Sunday, August 30, 2009

High Line Park

I spent a rainy Saturday morning at the new High Line Park in New York City. The park is built on top of elevated freight train tracks in the trendy Meatpacking district of New York. The picture above shows the Gansevoort Woodland at the south entrance. For many years, the tracks were abandoned (the last train ran in 1980) and had become filled with all kinds of volunteer plants. A few far-sighted residents had the ability to appreciate the wild nature that had appeared in the heart of the city and fought to protect the tracks from demolition.

The first section of the park opened this past June. Instead of a scruffy, debris strewn gravel path, the city now has a sleekly designed park that is attracting lots of new development to the area.

In the image below, you can see the old tracks remnants artfully re-arranged with lush new plantings.


Walking along the path was a very relaxing experience, at least on this desolate morning. You still experience the sounds and energy of the city, but at a comforting distance.

video

The park was beautifully designed by the landscape architecture firm James Corner Field Operations, along with the architectural firm Diller Scofidia + Renfro. Living in Williamsburg, I sometimes I feel starved for contemporary design so it's great to visit places like the High Line. I loved the carefully thought out details like the new concrete paving that weaves its way through the park, disintegrating along its edges into richly designed plant beds.

The planting design uses over 200 species of plants including clethra, paper birch, sunflowers, heucheras, asters, sumac and many varieties of grasses. The beds were surprisingly well established, loking as if they looked like they had been growing there for several years.

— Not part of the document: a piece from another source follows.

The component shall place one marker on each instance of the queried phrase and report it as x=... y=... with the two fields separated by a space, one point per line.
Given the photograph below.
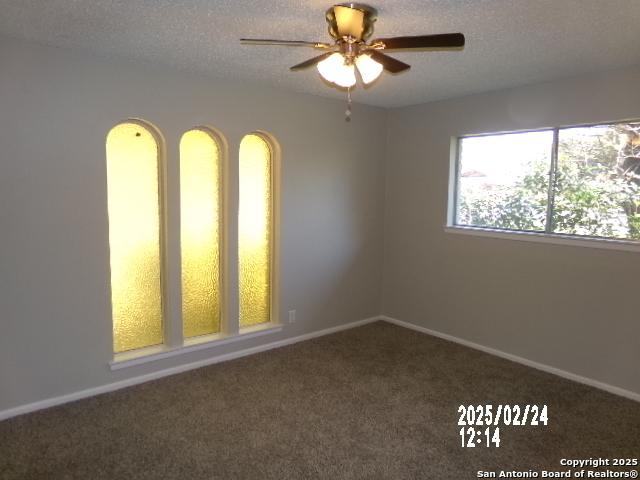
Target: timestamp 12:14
x=470 y=437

Some of the plants in bloom late August were liatris,

ironweed,

mountain mint,

and this little flower which I didn't recognize:

I was surprised at the complexity of the planting scheme, until I learned that it was designed by Piet Oudolf. No one can design a planting plan like he can!

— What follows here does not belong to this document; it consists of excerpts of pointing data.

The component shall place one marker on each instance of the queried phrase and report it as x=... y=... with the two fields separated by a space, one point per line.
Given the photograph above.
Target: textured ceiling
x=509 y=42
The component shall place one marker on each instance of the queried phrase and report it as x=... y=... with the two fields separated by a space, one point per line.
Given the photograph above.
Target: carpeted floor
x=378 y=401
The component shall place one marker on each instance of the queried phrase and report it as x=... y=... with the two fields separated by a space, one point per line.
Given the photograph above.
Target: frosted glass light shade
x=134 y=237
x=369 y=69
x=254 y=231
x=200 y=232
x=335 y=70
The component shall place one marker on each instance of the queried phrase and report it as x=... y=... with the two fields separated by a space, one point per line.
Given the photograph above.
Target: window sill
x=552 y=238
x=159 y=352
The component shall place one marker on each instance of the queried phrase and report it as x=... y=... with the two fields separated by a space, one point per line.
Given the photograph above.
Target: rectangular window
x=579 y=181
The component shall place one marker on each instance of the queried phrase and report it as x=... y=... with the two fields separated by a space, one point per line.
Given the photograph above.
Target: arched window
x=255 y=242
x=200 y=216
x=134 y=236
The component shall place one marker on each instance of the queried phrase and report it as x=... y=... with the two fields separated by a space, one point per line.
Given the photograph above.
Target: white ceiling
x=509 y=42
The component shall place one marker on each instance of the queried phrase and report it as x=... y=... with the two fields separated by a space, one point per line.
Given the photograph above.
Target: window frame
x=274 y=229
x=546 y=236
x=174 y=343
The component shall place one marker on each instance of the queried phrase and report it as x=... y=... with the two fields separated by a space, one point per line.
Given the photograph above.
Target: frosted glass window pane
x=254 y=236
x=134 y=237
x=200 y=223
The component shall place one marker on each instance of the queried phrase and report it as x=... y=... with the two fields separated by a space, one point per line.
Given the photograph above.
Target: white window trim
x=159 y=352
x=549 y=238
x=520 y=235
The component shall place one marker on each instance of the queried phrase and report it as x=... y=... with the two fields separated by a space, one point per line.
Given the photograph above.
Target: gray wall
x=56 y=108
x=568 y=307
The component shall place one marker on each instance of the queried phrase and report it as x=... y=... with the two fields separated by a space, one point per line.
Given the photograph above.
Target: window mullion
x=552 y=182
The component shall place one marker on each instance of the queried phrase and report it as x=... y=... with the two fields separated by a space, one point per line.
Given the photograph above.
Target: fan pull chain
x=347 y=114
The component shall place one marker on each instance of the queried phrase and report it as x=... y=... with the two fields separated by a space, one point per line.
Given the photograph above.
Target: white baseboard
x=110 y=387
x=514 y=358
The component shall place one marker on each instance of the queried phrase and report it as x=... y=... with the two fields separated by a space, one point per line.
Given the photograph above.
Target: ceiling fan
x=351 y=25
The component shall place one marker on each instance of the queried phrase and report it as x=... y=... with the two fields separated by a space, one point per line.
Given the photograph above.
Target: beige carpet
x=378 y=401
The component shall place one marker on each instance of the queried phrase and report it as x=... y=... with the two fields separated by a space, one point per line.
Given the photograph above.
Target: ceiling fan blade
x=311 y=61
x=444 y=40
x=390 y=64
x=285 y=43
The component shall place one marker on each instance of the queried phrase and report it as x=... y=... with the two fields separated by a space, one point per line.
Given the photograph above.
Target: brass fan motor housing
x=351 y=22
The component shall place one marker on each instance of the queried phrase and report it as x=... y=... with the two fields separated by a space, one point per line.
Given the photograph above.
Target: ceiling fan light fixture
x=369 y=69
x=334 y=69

Throughout the park are many seats made of concrete and/or sustainably harvested ipe. Many of the seats are cantilevered, almost like they had been peeled up from the pavement. On this rainy day the benches had a stark beauty.

video

The benches are very similar to the benches at the new Pentagon Memorial (below). I'm not sure where this look started, but it's definitely a trend. In five years, this is what all our benches will look like.

One section of the park cleverly makes use of the train tracks with movable lounge chairs.

The 10th Avenue Square is a handsome wooden amphitheater that looks directly out over 10th avenue. The seats are formed out of a continuous ramp offering seats of varying sizes. There's at least one spot in the square that is custom made for you.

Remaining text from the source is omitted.